Such a composite contains a catechol or catechol derivative and is harmless to the human body and has an advantage of exhibiting a strong mechanical strength. In particular, the complex may be provided as a material for artificial tendons and artificial ligaments. Artificial tendons and artificial ligaments have a high strength so as to bridge the skeleton and muscles in place of these tissues when the tendons and ligaments are destroyed.

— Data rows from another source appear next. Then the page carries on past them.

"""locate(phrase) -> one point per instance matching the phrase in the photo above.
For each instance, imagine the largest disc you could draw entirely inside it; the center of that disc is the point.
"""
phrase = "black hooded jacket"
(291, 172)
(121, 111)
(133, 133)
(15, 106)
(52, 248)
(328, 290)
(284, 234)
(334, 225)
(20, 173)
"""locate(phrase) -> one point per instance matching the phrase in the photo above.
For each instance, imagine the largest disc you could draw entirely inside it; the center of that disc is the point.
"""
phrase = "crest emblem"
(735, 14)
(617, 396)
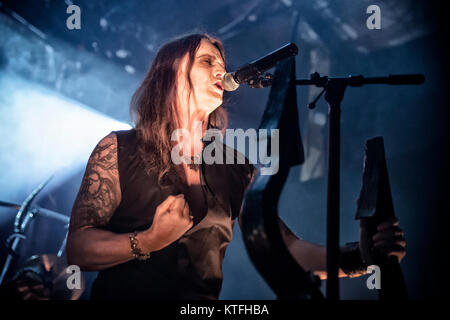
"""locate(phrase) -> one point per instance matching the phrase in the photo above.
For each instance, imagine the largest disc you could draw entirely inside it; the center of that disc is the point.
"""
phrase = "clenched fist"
(170, 222)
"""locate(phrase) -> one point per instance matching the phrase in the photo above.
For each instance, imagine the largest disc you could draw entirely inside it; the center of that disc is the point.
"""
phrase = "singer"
(155, 230)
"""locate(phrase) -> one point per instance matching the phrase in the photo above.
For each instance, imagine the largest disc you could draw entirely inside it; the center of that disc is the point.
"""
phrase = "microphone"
(253, 70)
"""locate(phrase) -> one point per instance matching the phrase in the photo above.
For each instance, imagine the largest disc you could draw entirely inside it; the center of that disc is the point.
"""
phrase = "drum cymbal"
(44, 277)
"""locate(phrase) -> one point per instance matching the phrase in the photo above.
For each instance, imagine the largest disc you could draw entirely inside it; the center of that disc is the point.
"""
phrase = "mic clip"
(261, 82)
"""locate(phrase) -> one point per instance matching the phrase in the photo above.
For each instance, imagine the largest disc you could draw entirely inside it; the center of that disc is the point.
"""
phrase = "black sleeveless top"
(191, 267)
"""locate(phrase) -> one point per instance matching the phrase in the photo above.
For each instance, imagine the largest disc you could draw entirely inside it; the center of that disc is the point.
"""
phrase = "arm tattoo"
(99, 193)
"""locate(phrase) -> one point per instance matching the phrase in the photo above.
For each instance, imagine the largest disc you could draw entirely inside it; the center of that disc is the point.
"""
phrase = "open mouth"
(218, 84)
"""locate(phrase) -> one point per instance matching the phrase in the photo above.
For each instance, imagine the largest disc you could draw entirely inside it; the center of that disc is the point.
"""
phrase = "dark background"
(102, 64)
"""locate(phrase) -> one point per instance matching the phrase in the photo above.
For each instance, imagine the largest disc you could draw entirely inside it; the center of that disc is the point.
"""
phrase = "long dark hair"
(154, 108)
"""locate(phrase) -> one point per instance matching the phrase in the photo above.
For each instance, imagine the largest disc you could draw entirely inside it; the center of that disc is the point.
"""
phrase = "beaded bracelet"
(135, 250)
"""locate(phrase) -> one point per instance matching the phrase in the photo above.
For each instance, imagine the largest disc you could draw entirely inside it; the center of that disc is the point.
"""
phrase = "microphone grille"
(229, 83)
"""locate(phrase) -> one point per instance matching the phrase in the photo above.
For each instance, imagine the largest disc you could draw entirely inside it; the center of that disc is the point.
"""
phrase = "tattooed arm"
(89, 246)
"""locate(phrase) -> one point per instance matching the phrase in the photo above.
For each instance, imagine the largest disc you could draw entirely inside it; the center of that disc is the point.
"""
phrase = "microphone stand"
(334, 89)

When a new tissue is formed and is no longer needed, High conformity is good.

Hereinafter, the present invention will be described in detail.

Compositions in accordance with an exemplary embodiment of the present invention include hydroxyapatite; Chitosan, chitin, or a mixture thereof; And one or more catechol or catechol derivatives selected from the group consisting of catechol, dopamine, dopa (DOPA), and methyl catechol.

Hydroxyapatite has the same structure as the main constituent of bones and teeth, and is excellent in biocompatibility and has excellent biocompatibility that can be easily incorporated into bone or skin tissue.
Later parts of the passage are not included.